Together with reaction to the quitting the party of Frank Field, an open Thatcher and Enoch Powell reminder, I conclude that the Blairite MPs would prefer to be led by Margaret Thatcher or Theresa May than Jeremy Corbyn. Their psychology is deeply troubling:

I support Scottish Independence, so I am in a different position to voters in England. But, despite the fact large numbers of my friends have joined the Labour Party to support Jeremy Corbyn, I could not vote Labour in most of England. Could I advise somebody to vote for Wes Streeting, John Mann, Jess Phillips, Stephen Kinnock or their ilk? No, under no circumstances.

Labour party members need to bite the bullet on reselection. Being a Labour MP cannot be a sinecure granted for life irrespective of behaviour. The party is plainly dysfunctional, and it is so because the large majority of MPs are totally removed from the views of the membership. There are only two ways to resolve this. Either the MPs will have to leave parliament or the members will have to leave the party. There is no coherent party at present.

The Blairite Labour MPs have painted themselves into a corner by their decision to brand Jeremy Corbyn as personally a racist and an anti-semite. If I was in a party led by a racist and anti-semite, I would leave the party. The idea that they can continue as members of parliament for the party while expressing such views about the leader is a nonsense. But they do not wish to leave, because they would lose their comfy jobs. All of the right wing Labour MPs realise they would never win an election on their own account, without Labour Party support. It would be hilarious if not so serious, that they claim Frank Field can resign the Labour whip but this does not mean leave the party, and that he must still be the Labour Party candidate at the next election!

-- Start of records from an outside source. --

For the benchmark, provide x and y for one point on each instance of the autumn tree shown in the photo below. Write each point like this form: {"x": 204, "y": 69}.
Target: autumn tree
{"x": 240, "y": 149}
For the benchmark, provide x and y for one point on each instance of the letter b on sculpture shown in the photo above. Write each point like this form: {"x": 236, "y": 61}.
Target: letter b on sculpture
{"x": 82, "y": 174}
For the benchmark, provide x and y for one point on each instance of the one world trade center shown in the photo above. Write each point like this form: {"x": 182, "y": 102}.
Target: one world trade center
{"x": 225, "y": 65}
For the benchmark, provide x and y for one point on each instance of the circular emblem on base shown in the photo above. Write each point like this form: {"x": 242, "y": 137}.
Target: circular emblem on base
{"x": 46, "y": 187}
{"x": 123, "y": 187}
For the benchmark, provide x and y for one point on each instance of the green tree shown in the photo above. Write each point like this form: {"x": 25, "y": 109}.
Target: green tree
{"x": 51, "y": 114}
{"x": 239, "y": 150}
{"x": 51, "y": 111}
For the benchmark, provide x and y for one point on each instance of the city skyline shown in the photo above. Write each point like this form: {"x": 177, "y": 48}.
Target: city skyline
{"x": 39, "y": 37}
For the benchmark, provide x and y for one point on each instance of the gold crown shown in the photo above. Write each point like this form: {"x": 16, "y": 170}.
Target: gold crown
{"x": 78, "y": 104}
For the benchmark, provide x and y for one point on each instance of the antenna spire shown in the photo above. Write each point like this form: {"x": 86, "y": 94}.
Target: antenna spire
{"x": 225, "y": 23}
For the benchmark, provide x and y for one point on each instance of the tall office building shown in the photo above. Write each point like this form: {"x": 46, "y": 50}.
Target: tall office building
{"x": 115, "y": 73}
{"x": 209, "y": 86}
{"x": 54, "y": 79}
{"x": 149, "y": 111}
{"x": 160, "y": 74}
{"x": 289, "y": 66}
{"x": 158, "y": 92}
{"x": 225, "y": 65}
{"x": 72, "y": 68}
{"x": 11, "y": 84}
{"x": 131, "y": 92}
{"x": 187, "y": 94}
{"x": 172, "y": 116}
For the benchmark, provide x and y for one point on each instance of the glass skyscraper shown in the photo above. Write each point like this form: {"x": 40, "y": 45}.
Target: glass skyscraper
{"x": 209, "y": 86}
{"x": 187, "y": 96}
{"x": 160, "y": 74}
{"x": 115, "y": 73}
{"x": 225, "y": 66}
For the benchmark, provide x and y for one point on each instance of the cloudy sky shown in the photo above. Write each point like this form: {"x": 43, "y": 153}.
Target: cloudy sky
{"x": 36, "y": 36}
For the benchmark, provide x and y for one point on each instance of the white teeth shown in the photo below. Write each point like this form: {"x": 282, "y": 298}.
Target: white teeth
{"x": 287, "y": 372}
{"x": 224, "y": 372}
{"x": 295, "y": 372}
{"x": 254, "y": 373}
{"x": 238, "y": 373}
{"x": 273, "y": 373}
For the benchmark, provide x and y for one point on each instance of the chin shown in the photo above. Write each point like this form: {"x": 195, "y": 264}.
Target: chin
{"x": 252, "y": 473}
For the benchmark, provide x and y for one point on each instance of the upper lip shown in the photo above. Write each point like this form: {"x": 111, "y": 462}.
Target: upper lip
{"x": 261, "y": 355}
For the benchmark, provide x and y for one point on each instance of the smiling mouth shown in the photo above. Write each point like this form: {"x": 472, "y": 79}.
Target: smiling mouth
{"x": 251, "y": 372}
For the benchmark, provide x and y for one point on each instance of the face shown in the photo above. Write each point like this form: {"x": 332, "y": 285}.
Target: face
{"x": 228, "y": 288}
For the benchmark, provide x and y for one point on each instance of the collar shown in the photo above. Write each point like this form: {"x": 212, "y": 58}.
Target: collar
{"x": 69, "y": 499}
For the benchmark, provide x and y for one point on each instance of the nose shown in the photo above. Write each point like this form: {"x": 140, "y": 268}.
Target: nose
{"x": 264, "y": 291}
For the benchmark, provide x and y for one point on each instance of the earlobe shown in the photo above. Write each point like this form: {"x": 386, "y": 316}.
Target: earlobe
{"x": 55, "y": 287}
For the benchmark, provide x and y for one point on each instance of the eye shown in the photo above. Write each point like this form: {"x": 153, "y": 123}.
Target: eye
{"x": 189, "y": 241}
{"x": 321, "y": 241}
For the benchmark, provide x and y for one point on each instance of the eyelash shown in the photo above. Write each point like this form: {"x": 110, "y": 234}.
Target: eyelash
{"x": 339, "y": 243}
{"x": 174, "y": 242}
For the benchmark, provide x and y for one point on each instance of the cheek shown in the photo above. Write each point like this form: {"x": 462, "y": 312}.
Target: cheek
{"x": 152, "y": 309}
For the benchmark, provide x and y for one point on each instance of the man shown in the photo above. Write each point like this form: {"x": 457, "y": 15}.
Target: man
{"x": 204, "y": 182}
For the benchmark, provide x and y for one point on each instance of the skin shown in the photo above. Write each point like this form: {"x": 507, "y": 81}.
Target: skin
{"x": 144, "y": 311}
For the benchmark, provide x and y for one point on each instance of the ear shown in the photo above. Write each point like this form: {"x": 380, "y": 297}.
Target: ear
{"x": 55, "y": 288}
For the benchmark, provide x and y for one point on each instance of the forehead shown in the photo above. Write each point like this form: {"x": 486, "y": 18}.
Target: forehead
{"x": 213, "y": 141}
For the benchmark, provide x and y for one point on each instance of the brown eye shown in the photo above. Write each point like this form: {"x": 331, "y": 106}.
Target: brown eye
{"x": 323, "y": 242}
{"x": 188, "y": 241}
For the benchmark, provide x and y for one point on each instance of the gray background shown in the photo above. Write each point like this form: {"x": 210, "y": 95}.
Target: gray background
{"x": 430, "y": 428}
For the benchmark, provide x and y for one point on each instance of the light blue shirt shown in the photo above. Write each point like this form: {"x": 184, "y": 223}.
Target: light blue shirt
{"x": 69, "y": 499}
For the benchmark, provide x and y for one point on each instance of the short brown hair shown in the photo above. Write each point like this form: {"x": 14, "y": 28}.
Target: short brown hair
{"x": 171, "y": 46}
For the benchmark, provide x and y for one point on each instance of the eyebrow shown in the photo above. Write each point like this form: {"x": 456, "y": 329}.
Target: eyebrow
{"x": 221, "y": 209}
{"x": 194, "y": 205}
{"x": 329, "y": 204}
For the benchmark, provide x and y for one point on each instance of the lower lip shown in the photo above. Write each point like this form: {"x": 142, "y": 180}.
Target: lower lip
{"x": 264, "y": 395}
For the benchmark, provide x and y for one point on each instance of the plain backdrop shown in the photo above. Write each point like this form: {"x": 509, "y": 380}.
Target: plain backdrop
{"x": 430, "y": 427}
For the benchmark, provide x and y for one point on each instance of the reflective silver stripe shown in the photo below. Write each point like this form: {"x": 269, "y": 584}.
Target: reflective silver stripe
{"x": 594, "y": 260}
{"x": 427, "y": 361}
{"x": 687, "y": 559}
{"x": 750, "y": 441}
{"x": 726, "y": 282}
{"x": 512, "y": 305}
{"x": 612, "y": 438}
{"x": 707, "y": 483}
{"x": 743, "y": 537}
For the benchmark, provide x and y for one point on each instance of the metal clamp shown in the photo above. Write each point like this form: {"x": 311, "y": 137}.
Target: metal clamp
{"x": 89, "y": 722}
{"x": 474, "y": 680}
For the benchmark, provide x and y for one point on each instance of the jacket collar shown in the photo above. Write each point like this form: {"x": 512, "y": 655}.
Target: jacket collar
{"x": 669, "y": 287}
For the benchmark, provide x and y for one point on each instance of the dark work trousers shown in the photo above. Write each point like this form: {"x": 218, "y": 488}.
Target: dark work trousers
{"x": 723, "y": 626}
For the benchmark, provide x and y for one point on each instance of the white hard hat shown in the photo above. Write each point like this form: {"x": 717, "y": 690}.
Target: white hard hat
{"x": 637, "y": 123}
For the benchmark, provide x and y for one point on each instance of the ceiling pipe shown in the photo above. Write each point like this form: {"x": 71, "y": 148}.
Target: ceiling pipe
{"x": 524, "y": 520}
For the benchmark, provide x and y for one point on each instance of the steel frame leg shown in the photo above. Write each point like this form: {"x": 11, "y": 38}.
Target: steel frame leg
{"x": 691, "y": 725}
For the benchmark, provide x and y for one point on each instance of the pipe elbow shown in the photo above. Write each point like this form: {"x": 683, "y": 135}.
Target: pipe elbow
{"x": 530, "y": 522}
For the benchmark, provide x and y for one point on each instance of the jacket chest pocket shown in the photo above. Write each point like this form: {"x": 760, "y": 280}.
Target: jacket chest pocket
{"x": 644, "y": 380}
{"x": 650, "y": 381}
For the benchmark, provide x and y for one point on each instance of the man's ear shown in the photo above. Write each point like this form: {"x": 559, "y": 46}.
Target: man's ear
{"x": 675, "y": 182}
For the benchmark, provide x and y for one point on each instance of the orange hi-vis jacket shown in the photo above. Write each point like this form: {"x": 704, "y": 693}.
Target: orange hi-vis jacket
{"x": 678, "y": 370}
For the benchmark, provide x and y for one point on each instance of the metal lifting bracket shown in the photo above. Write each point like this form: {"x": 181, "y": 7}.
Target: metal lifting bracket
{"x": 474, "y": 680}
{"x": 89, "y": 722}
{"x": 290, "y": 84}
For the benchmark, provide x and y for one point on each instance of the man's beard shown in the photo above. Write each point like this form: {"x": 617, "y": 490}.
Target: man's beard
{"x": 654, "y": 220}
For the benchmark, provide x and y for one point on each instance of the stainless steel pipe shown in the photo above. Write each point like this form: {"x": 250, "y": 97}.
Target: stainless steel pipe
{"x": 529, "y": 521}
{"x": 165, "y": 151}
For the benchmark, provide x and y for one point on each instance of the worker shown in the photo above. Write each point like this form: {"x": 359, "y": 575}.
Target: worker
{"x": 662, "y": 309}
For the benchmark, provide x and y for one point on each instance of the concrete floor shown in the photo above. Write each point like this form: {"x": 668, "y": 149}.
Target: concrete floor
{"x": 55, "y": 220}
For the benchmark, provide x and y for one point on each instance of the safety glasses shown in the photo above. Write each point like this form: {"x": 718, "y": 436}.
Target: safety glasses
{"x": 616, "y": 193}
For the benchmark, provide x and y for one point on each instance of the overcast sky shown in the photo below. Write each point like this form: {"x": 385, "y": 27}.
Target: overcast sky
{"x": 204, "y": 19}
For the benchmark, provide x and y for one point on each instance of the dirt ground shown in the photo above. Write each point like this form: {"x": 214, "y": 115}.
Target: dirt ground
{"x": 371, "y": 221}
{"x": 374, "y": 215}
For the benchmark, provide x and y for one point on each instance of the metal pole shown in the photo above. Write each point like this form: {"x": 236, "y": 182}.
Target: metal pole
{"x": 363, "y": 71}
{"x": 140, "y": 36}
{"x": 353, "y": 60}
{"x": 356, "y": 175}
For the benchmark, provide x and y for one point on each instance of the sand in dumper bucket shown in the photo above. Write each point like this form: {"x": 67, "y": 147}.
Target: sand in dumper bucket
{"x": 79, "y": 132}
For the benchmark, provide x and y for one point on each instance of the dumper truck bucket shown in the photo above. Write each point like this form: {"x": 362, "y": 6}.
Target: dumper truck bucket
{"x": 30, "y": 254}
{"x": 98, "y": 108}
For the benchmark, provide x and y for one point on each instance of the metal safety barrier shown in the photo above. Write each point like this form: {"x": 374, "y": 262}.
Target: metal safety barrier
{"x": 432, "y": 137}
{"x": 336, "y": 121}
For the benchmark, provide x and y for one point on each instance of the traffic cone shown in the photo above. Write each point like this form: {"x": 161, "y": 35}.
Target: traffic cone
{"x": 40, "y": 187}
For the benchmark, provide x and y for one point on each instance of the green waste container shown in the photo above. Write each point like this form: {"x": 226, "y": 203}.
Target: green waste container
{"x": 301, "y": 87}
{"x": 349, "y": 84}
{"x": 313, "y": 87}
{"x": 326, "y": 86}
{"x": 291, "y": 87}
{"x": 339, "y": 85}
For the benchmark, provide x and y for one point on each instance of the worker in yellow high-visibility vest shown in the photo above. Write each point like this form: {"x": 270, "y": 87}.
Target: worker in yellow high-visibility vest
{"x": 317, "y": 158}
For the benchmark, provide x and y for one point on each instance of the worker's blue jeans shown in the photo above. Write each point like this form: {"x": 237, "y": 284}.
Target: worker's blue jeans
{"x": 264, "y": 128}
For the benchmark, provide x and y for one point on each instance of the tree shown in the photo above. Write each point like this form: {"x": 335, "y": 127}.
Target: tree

Their hope is twofold. Firstly, that the charges of anti-semitism against Corbyn will be widely believed and lead to a drastic drop in public support which will force Corbyn out. This is not happening. The public realise that the charges of anti-semitism are false and based on a definition of the word which simply means critic of Israel. Other than the normal polling malaise which follows any split in a party, there is no drastic plunge in support for Labour of the kind which would definitely follow if the public thought the party were led by an anti-semite.

To put it another way, either 40% of the public are anti-semites, or the public do not take these accusations seriously.

The Blairites other hope is that, by the Labour Party adopting the IHRA’s malicious definition of anti-semitism as embracing criticism of Israel, they will manage through legal action to force Jeremy Corbyn’s expulsion from the Labour Party. This attempt to use the British Establishment to circumvent party democracy is extraordinary.

By bringing things to this pitch, the Blairites have made compromise impossible. Either Corbyn and most of the members will have to go, or the Blairite MPs will.

Something must give. That is why I urge everybody who is in the Labour Party to take action today to push for mandatory reselection of MPs. The matter is urgent, and no party can resist the united force of its members for long.